In recent weeks, the National Hydrocarbons Commission (CNH), the upstream regulator has adopted a non-confrontational strategy toward President Andres Manuel Lopez Obrador (AMLO)’s administration in hopes of securing independence. Acting CNH President Commissioner Alma Porres has decided not to antagonize AMLO in an effort to pave the way for the agency to continue operating with minimal disruptions. This low-profile strategy has allowed Porres to develop a cordial working relationship with AMLO’s energy team, partially mitigating some challenges facing CNH. By contrast, her downstream counterpart, Energy Regulatory Commission (CRE) head Guillermo Garcia, has openly voiced his concerns about the administration’s energy policy.
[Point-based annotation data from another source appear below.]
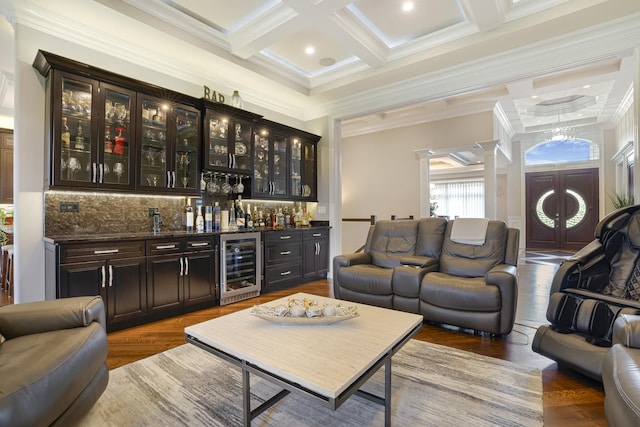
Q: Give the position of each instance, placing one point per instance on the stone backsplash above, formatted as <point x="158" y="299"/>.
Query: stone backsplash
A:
<point x="109" y="213"/>
<point x="106" y="213"/>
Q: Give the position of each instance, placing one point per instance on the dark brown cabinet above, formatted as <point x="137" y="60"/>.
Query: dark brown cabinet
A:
<point x="227" y="138"/>
<point x="170" y="146"/>
<point x="6" y="166"/>
<point x="315" y="264"/>
<point x="282" y="258"/>
<point x="115" y="271"/>
<point x="181" y="272"/>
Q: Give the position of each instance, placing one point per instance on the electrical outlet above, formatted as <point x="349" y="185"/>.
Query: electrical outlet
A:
<point x="72" y="207"/>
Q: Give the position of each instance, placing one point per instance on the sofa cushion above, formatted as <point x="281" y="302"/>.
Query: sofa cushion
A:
<point x="366" y="278"/>
<point x="458" y="293"/>
<point x="474" y="261"/>
<point x="42" y="374"/>
<point x="391" y="241"/>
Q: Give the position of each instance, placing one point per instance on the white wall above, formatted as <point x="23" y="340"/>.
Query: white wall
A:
<point x="381" y="173"/>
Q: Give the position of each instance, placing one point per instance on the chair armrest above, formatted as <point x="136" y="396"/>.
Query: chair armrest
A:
<point x="42" y="316"/>
<point x="419" y="261"/>
<point x="347" y="260"/>
<point x="626" y="330"/>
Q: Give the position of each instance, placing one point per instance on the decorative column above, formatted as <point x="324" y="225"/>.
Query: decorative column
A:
<point x="425" y="192"/>
<point x="490" y="149"/>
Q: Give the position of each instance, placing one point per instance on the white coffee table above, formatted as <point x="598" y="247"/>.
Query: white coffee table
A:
<point x="327" y="363"/>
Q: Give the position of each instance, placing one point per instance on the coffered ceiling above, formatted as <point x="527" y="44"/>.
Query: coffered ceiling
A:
<point x="374" y="63"/>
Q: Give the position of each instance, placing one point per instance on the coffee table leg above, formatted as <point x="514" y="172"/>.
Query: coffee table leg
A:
<point x="387" y="393"/>
<point x="246" y="397"/>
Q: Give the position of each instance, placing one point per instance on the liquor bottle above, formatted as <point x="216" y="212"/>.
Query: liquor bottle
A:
<point x="216" y="217"/>
<point x="248" y="221"/>
<point x="240" y="218"/>
<point x="188" y="216"/>
<point x="66" y="135"/>
<point x="199" y="221"/>
<point x="208" y="218"/>
<point x="79" y="141"/>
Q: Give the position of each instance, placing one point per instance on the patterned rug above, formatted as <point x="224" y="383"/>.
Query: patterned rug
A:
<point x="431" y="385"/>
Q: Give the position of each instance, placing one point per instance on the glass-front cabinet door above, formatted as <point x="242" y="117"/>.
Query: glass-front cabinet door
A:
<point x="169" y="149"/>
<point x="115" y="167"/>
<point x="74" y="132"/>
<point x="227" y="142"/>
<point x="186" y="152"/>
<point x="155" y="156"/>
<point x="270" y="174"/>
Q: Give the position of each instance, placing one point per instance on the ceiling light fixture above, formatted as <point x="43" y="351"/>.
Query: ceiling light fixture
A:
<point x="560" y="131"/>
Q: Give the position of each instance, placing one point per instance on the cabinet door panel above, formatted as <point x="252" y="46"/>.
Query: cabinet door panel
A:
<point x="81" y="279"/>
<point x="126" y="289"/>
<point x="165" y="282"/>
<point x="199" y="282"/>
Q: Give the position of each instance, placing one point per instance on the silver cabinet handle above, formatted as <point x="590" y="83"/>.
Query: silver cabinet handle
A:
<point x="166" y="246"/>
<point x="106" y="251"/>
<point x="199" y="244"/>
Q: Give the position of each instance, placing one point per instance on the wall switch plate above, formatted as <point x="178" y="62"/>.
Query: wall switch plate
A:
<point x="70" y="207"/>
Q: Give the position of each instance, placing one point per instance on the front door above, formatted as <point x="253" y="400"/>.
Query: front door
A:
<point x="562" y="209"/>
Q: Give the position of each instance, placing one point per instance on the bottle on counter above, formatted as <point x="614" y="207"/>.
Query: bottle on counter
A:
<point x="188" y="216"/>
<point x="199" y="221"/>
<point x="208" y="218"/>
<point x="216" y="217"/>
<point x="240" y="218"/>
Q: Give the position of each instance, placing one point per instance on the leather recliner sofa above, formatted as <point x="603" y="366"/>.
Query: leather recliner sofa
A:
<point x="415" y="266"/>
<point x="52" y="361"/>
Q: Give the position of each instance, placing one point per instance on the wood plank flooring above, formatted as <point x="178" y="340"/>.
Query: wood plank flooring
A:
<point x="569" y="398"/>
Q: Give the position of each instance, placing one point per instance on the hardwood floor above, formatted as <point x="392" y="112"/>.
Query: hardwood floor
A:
<point x="569" y="398"/>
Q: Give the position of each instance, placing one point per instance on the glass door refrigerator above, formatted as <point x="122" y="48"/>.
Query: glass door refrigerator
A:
<point x="240" y="266"/>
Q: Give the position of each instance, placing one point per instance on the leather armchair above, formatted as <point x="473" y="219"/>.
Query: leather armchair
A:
<point x="621" y="373"/>
<point x="588" y="292"/>
<point x="476" y="286"/>
<point x="52" y="362"/>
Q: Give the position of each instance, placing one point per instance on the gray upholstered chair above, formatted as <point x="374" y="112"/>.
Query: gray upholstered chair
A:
<point x="52" y="361"/>
<point x="621" y="373"/>
<point x="476" y="286"/>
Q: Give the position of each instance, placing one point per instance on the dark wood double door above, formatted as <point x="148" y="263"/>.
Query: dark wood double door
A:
<point x="562" y="209"/>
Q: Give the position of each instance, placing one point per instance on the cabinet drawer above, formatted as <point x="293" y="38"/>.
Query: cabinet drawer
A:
<point x="283" y="236"/>
<point x="321" y="233"/>
<point x="168" y="246"/>
<point x="199" y="244"/>
<point x="283" y="252"/>
<point x="100" y="251"/>
<point x="282" y="272"/>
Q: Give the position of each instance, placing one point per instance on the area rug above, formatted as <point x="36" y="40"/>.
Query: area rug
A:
<point x="432" y="385"/>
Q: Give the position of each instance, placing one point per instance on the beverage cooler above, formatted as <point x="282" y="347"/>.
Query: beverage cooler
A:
<point x="240" y="267"/>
During the transition period, incoming Minister of Energy Rocio Nahle asked then CNH President Commissioner Juan Carlos Zepeda and CRE President Commissioner Garcia to resign, despite their positions’ formal independence from the president. Concerned about CNH’s legacy, Zepeda agreed to cut short his mandate six months from its end date in May 2019 and become an informal advisor to Nahle on upstream issues. Since then, our contacts report that Zepeda and Porres have actively engaged the administration to shape its perceptions about the upstream regulator. Specifically, CNH commissioners backed the administration’s proposal to streamline drilling processes, thus addressing negative views of the regulator as an overly bureaucratic body responsible for delaying new oil production.
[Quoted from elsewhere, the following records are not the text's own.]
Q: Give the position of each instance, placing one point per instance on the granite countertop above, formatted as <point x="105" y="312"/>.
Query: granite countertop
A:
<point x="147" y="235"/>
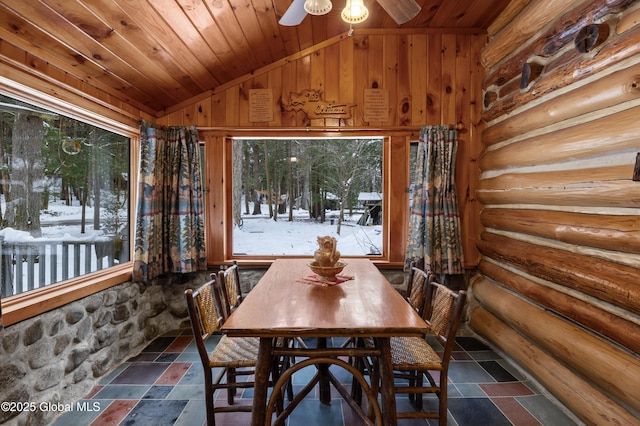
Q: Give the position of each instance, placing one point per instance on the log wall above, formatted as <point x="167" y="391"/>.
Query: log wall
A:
<point x="432" y="77"/>
<point x="558" y="282"/>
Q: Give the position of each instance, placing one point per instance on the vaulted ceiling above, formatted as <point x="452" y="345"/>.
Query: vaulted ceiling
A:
<point x="158" y="53"/>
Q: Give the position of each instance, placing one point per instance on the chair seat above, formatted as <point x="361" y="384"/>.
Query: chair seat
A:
<point x="235" y="352"/>
<point x="413" y="353"/>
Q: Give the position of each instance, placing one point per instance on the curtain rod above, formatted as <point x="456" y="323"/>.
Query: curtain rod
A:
<point x="328" y="129"/>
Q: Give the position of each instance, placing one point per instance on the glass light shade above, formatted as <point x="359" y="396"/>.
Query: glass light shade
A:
<point x="318" y="7"/>
<point x="354" y="12"/>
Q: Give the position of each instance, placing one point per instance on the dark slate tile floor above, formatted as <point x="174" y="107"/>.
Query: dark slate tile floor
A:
<point x="163" y="386"/>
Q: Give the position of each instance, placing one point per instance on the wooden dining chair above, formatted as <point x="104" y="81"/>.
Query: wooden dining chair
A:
<point x="232" y="291"/>
<point x="414" y="359"/>
<point x="230" y="298"/>
<point x="230" y="357"/>
<point x="415" y="287"/>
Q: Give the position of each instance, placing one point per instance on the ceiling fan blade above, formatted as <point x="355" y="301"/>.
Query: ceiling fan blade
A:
<point x="294" y="15"/>
<point x="400" y="11"/>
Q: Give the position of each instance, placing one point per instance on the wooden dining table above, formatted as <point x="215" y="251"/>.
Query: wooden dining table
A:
<point x="288" y="303"/>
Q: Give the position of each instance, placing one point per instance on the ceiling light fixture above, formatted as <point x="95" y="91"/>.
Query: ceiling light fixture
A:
<point x="355" y="12"/>
<point x="317" y="7"/>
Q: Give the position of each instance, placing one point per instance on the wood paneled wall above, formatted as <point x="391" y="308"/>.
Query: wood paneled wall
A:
<point x="558" y="286"/>
<point x="432" y="77"/>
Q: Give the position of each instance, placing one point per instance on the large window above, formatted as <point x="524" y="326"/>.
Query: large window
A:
<point x="286" y="192"/>
<point x="64" y="197"/>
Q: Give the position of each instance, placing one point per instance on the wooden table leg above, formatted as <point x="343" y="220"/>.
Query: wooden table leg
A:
<point x="323" y="369"/>
<point x="263" y="368"/>
<point x="386" y="382"/>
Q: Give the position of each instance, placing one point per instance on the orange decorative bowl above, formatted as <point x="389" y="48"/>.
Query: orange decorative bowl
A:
<point x="327" y="273"/>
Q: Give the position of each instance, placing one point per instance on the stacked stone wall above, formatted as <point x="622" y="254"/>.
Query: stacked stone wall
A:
<point x="50" y="361"/>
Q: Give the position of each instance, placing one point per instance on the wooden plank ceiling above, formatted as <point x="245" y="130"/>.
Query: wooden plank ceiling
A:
<point x="157" y="53"/>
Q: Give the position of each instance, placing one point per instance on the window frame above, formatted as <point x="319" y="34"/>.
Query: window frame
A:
<point x="22" y="306"/>
<point x="306" y="134"/>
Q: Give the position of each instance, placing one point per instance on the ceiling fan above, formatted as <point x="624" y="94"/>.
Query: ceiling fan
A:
<point x="401" y="11"/>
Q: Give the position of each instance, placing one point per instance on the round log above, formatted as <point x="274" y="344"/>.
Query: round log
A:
<point x="583" y="399"/>
<point x="616" y="328"/>
<point x="555" y="37"/>
<point x="522" y="28"/>
<point x="616" y="371"/>
<point x="609" y="232"/>
<point x="629" y="21"/>
<point x="613" y="89"/>
<point x="603" y="194"/>
<point x="611" y="53"/>
<point x="530" y="72"/>
<point x="591" y="36"/>
<point x="608" y="281"/>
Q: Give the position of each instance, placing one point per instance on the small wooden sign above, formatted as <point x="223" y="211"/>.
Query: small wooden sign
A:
<point x="260" y="105"/>
<point x="311" y="103"/>
<point x="376" y="105"/>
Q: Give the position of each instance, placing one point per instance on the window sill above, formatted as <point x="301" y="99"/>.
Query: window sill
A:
<point x="26" y="305"/>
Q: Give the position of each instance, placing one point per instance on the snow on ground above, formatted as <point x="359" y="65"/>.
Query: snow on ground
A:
<point x="260" y="235"/>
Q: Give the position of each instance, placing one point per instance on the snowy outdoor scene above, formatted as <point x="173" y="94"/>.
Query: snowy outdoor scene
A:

CNH’s low-profile strategy has allowed the regulator to continue fulfilling its mandate but has not completely shielded it from the president’s influence. The streamlined timeframe to approve and modify drilling plans has reduced CNH’s leeway to assess E&P projects from a technical perspective. This has led to a tradeoff between maximizing sustainable profits and increasing oil production in the short term. Porres’ engagement strategy improved CNH’s standing with the administration and reduced political pressure on the agency, yet Nahle still insisted that it give expedited approvals for Pemex’s 20 priority upstream projects. Our contacts also report that the administration is so focused on strengthening Pemex that key officials at the Ministry of Energy (SENER) have called into question the regulator’s very existence. Indeed, SENER Director of Hydrocarbons Extraction and Exploitation Jorge Arevalo has openly suggested that CNH is redundant in the oil and gas industry’s development.
It is highly unlikely that the AMLO administration would disband CNH. That said, we expect to see increased political meddling in the short term regardless of Zepeda and Porres’ efforts to safeguard its independence. Our contacts report that CNH cannot move forward in drafting the new five-year plan for oil tenders without SENER’s inputs and approval. In our assessment, this delay is the result of the administration’s hesitation to continue with oil rounds.
More importantly, our contacts report that in the selection process for new CNH commissioners, the president is drawing on the same shortlist of candidates that he sent to the Senate to become CRE commissioners. Members of this list are loyal to the president rather than experienced hydrocarbons professionals, so their ratification would further increase AMLO’s grip on the sector. It would also demonstrate the limited influence of technical aides who, in an effort to convey stability to investors, are advocating for high-profile professionals to be appointed as energy commissioners.